Managing energy on board is never easy.
Assuming that the onboard systems are in good condition and maintenance, at this point problems arise when you are at the bottom, in off-engine fishing or sailing.
It is in these cases, in fact, that the long periods of engine use put a strain on the on-board accumulators. Having the engine access on board when not needed becomes uneconomical for fuel consumption and for the accumulation of hours of use, unecological (we investigate for no reason) and uncomfortably especially at night while someone tries to rest or sleep.
We look at alternative energy production methods such as photovoltaic panels, which can be a very valuable tool for help in these cases, because beyond their installation, we want to focus on the actual energy management methods.
Many boats, even the most expensive and equipped, are equipped with inadequate charging status indicators since most of these instruments are based on just reading the voltage of the batteries. Such systems can give false alarms in case of high but short absorptions; in other cases they go to alarm when it may be too late to set in motion.
These devices are face meters that base the indications, provided to the display, LED indicator or hands, on a basic concept that does not take into account the real capacity of the installed batteries.
This principle of indication is based in the direction of these values (indicative values for 12V systems, for the 24V it is enough to double the value):
- From about 14V: Battery being recharged
- From about 13V: Battery charged in maintenance
- From about 12.8V: Fully charged battery
- From about 12.4-12.5V: Battery at 50
- Less than about 11.8-11.9: Battery completely discharged.
The fundamental problem is related to the lower ends, if the onboard device warns us that we have reached below 12V and we do not have a dedicated engine battery we will hardly be able to get started; If you have discharged the engine batteries at the same time or the same is accidentally “dead” means not to start.
If we use utilities such as winches or electric winchs we may have temporary false alarms that are still annoying that alarm us unnecessarily.
A serious and efficient system must essentially be equipped with:
- Microprocessor to perform basic electronics calculations
- Shunt (amperometer) for reading the current in and out of the battery.
- An exit that can operate a small alarm device.
- For more advanced bluetooth devices for connecting with a mobile app from which you can set up your device, keep the charge status under control even from your smartphone or tablet, and record consumption trends.
Remember that the electric size that tells us the capacity of the batteries are the Ah: a fully charged 100Ah battery will provide us 100Ah when it discharges? Unfortunately not. It depends on how you download/charge it and especially on the construction technology (Open Pot Lead, Gel, AGM, Lithium ).
Returning to the management device; the same must be able to be set in relation to the technology we are equipped with.
Often you get scared thinking about the costs to be faced, but nothing is more wrong. Such a device costs from 120-150 euros for those less advanced with a manual configuration and up to 250-300 euros for the most advanced systems equipped with bluetooth and dedicated mobile app.

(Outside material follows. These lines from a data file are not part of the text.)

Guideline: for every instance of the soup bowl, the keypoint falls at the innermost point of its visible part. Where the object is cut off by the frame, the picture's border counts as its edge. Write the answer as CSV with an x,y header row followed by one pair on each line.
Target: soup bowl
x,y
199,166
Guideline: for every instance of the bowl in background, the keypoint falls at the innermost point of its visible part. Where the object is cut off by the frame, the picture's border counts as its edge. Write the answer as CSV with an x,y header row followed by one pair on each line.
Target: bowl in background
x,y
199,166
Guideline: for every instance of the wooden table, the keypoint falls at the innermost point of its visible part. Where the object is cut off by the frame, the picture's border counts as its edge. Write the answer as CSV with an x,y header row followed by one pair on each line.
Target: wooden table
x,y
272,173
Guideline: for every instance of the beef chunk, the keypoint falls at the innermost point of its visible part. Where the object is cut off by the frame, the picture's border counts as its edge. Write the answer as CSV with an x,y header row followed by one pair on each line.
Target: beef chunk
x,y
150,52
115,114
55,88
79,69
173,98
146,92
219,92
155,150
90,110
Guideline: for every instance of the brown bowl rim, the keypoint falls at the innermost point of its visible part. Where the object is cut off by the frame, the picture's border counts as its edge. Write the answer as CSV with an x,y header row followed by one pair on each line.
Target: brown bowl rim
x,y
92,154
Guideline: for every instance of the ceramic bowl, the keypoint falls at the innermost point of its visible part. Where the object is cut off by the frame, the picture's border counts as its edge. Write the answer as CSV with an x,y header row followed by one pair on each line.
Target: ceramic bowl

All in all, the expense is feasible considering that a facemeter can cost up to 80-100 euros.
We also recommend the choice of devices equipped with temperature sensor: the charge/discharge is different depending on the ambient temperatures.
We complete the article by talking about the installation, assuming that it must be carried out by experienced personnel (Caution iCaptain declines any liability for damages caused by the reading and interpretation of this article).

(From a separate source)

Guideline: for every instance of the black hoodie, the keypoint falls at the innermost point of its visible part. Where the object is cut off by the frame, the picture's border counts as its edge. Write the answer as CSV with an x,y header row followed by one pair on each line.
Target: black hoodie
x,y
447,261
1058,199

Whether you are the one who makes it or rely on a specialized technician, you need to know the risks that you can face when working with batteries or on-board electrical systems using all the necessary precautions and individual devices. Protection.
A technician will usually take between 100 and 300 euros to carry out the work, it depends very much on the difficulty of passing cables and the conditions of the on-board system, in particular the fact of finding many utilities directly connected to the batteries instead of go through the main picture; these utilities will have to be reduced to a single connection.
The installation is in itself simple, the shunt must be mounted on the negative of the battery pack to be monitored; It may seem complex but simply cut the negative battery cable immediately after connecting to the batteries, put some heads and connect them to the same having the following precautions:
- Shunts have a line (they have to read the current coming in and the one coming out sequentially) so you have to be careful to plug the battery and load/recharge in the right position.
- From the negative battery to the shunt there should be no other connections, any charging or draining connections will be connected on the shunt in the appropriate location.
At this point you need to connect a cable from the Shunt to the positive battery to be monitored (or one of the batteries in parallel in the case of multiple batteries) and pass the supplied cable from the shunt to the display/calculator.
Once the device is turned on, various parameters will be set, including:
- Battery capacity.
- Battery technology.
- The desired alarm levels.
- Other settings you want.
To require high accuracy to the system, the batteries should be left in charge for at least 24-36 hours, in order to do so always from the device settings (having at this point the certainty of the full charge) you will synchronize device from the appropriate menu.
In the case of the following battery monitors, we recommend the following battery monitors, which are accurate and reliable:
We are sure that this article will help you to resolve the problems related to the management of the charge on board; good wind at all!